$4.3M for soft materials research centre
SFU is using more than $4.3 million in federal funding announced Dec. 18 by Michelle Rempel, Minister of State for Western Economic Diversification, to establish a new Centre for Soft Materials within its Burnaby campus 4D LABS facility.
The Automotive Fuel Cell Cooperation (AFCC) is contributing an additional $1.9 million to the project and SFU is contributing $2.4 million.
The centre will host a suite of sophisticated new equipment including two electron microscopes, allowing local firms and innovators from a variety of sectors to test advanced soft materials under real-world conditions, greatly reducing the time to market for new products.
It will also train the next generation of highly qualified personnel in the field of soft materials, which includes a broad range of substances including liquids, polymers, gels, foams, emulsions, colloids and biological materials.
Students will get hands-on training in advanced microscopy and complementary tooling that was previously unavailable in Canada.
"We are proud to work with Simon Fraser University and our industry partners on this project, which will help our companies accelerate commercial opportunities,” says Rempel.
The centre “sets an example of how co-operation among government, industry and academia can promote Canada, and British Columbia in particular, as the premier location for fuel-cell stack producers and their many suppliers,” says AFCC chief financial officer Tim Bovich.
The centre’s technologies will also be accessible to many other sectors, including lighting, information technology, medicine, measurement and controls, electronics, security and clean energy.
“Through this investment from the Government of Canada and SFU’s ongoing partnership with the Automotive Fuel Cell Cooperation, 4D LABS is now able to expand its capabilities,” says SFU chemistry associate professor, Byron Gates, who holds a Canada Research Chair in Surface Chemistry.
“We can enable a more accurate nano-scale visualization and chemical analysis of a diverse range of soft materials including biological tissues, composites and membranes whose function depends on the distribution of water, polymers and other matrices within the material,” says Gates.
“Academic, industrial and government researchers across Western Canada will benefit from the addition of this centre, which will facilitate further product innovation and economic development in the region.”

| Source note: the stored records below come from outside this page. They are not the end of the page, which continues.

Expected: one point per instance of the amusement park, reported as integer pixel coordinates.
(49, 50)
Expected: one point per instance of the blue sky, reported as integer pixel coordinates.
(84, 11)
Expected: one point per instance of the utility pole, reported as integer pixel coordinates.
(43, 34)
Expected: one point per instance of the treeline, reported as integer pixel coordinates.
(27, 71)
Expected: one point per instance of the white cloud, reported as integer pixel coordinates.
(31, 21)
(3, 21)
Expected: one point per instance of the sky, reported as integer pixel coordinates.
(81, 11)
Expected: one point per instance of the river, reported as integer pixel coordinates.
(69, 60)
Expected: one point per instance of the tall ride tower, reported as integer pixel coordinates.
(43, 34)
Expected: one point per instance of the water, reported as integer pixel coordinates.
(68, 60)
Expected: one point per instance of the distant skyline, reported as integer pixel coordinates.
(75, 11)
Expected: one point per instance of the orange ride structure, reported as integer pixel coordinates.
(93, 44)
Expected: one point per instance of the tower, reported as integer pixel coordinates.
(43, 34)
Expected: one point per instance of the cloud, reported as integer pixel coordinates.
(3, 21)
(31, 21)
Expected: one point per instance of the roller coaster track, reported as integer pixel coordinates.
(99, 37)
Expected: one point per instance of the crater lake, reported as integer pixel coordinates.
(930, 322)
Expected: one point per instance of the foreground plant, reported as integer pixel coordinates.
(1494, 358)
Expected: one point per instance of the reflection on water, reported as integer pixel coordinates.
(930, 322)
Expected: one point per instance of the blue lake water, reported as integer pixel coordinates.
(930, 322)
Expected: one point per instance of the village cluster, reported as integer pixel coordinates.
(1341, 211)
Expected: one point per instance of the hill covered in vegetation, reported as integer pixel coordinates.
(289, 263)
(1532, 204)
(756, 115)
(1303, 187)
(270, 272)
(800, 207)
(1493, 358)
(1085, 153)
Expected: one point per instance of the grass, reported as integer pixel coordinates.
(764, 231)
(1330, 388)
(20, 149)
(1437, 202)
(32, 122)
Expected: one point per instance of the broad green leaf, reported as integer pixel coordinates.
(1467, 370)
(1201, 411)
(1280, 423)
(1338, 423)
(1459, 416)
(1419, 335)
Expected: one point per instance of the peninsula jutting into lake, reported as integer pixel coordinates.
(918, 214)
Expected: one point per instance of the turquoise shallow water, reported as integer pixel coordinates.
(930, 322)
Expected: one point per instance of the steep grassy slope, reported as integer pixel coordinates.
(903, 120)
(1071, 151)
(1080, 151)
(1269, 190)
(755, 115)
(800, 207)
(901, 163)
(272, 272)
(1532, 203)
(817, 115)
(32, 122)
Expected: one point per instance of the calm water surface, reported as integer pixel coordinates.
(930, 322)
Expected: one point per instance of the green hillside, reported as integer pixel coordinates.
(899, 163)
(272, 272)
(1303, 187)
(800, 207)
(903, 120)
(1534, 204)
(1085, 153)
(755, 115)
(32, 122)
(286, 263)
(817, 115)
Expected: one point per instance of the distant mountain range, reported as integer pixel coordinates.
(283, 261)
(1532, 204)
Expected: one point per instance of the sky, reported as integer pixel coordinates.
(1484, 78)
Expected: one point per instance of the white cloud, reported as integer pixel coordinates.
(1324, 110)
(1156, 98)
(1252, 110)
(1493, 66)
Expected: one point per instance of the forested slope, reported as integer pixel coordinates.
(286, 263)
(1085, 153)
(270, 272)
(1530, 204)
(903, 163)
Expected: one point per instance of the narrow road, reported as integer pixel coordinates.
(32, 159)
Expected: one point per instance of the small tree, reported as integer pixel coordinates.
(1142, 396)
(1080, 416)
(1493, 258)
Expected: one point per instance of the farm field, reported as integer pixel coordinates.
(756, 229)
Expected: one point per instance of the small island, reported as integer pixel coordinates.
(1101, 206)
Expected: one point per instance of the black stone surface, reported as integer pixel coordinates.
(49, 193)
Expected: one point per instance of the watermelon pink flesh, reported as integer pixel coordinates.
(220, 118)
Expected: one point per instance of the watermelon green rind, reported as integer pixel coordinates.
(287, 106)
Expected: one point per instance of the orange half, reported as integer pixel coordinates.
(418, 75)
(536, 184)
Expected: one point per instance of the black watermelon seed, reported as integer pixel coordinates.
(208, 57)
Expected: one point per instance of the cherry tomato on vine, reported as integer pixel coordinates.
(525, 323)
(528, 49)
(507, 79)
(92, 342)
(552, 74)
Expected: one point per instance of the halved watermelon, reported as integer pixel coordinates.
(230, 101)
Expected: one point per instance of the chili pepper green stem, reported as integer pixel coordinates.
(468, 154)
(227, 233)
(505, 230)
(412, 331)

SFU Vice-President, Research Mario Pinto adds: “Thanks to its support, the Government of Canada is helping to establish SFU as a leader in material sciences and engineering research, in turn raising Canada’s global reputation in this sector.
“There is perhaps no other area of research that is as collaborative and vast in scope and with such potential to drive the advancement of products and industries that benefit our everyday lives.”